Very Valentine introduces us to New Yorker Valentine Roncalli, who is appenticed to her Grandmother Teodora Angelini at a hand-crafted cobbler shop, Angelini Shoe Company, founded in 1903. Unfortunately, Valentine's Gran, though an expert shoe craftsman, is a lousy businesswoman, and the Angelini Shoe Company is on the verge of financial ruin in the recession economy.
Meanwhile, Valentine starts dating a handsome Italian chef, Roman, and enters a shoe design contest at a big department store to try and win customers for the business. She travels to Italy with her grandmother for design inspiration, and meets a handsome Italian leather tanner Gianluca, and discovers that her grandmother has been in love with Gianluca's father for a decade in secret. Because Valentine is one of four children, the love lives and escapades of her two sisters and her annoying brother Alfred are also woven into the storyline, and we come to understand Valentine's hesitation to have a strong relationship because of her own fathers infidelity that nearly broke up her family years ago. Of course, Valentines parents are also a hoot, reminding the reader of characters on The Sopranos or a reality show featuring New Jersey Italian-Americans and their outrageous couture and lifestyle. While Very Valentine ends on a happy note, it also signals the end of Valentine's relationship with Roman.

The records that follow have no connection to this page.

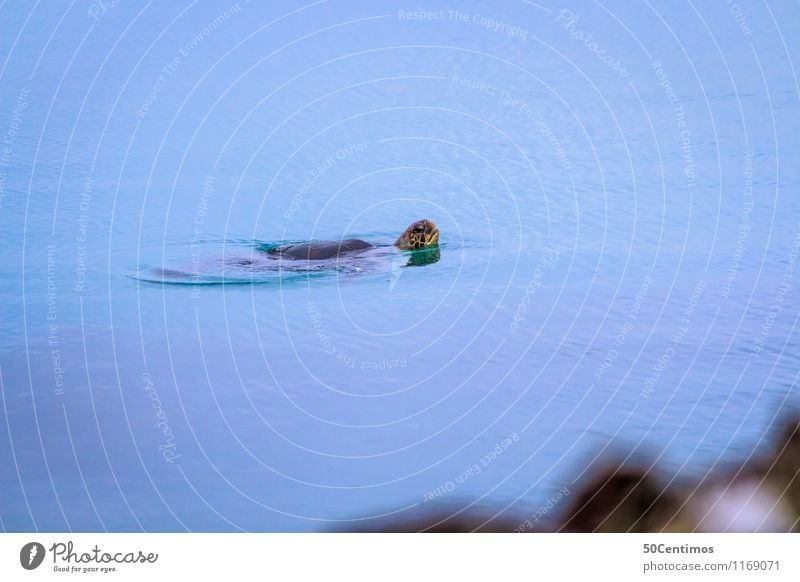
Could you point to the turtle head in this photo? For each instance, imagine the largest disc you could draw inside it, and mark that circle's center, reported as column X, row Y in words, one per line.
column 421, row 234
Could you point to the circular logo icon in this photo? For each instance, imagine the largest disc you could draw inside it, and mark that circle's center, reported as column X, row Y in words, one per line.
column 31, row 555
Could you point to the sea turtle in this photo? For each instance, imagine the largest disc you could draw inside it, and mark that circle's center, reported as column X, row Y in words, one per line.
column 265, row 261
column 420, row 235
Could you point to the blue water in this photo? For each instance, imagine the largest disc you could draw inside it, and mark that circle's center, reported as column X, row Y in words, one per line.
column 620, row 229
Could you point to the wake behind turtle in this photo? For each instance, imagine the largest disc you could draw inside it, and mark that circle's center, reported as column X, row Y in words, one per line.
column 269, row 262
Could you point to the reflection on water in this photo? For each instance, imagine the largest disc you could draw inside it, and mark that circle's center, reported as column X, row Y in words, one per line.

Brava, Valentine begins with grandmother Teodora's wedding in Tuscany, Italy, and her turning over the Angelini Shoe Company to Alfred and Valentine, knowing full well that the two do not get along. However, Alfred lost his high-ranking job in banking and has no choice but to help his sister get the family company back on its feet.
Fortunately, Valentine has designed a new shoe that can be mass produced, and she travels to Buenos Ares, in South America, to meet up with a cousin she didn't know she had, to discover that the cousin, who is black, has a mens shoe factory that can mass produce her shoes at a reasonable cost.
Meanwhile, Alfred is having an affair, as is Valentine's friend Bret, which doesn't make Valentine any easier in her feelings about Gianluca, who is pursuing a relationship with her in earnest. She worries that all men are cheaters, especially Italian men, and she finds that she is having major trust issues, though Gianluca has given her no reason to mistrust him. A good friend of the family and employee passes away, and Valentine has to make some decisions about whether to let go of the past and trust, or to keep her life going as it is, alone and busy with her career.
I won't spoil it by telling you what happens, but I will say that things work out beautifully in the end for Valentine, though not quite as well for her brother and her former boyfriend.
As in the previous novel, I loved the description of the redecorating done by Valentine's gay friend Gabriel, the delicious holiday meals, the huge family dramas over the holidays and the sensuality of the leather and fabric and lifestyles of Italians living La Dolce Vita. Even the music was wonderful, as descriptions of Sinatra and Perry Como and Dean Martin music wafted throughout the manuscript. Having been born on the Chairman of the Board's 45th birthday, I can always appreciate a good Sinatra reference in literature.
Trigiani is a very approachable author, and a lovely person who answered questions with class and compassion during a blog radio tour recently, and I sincerely appreciated her sincerity and intelligence in explaining the whys and wherefores of her impressive list of work.
I'd give all of Trigiani's novels an A, but I'd recommend the Valentine novels especially for those who love all things Italian and relish a good story.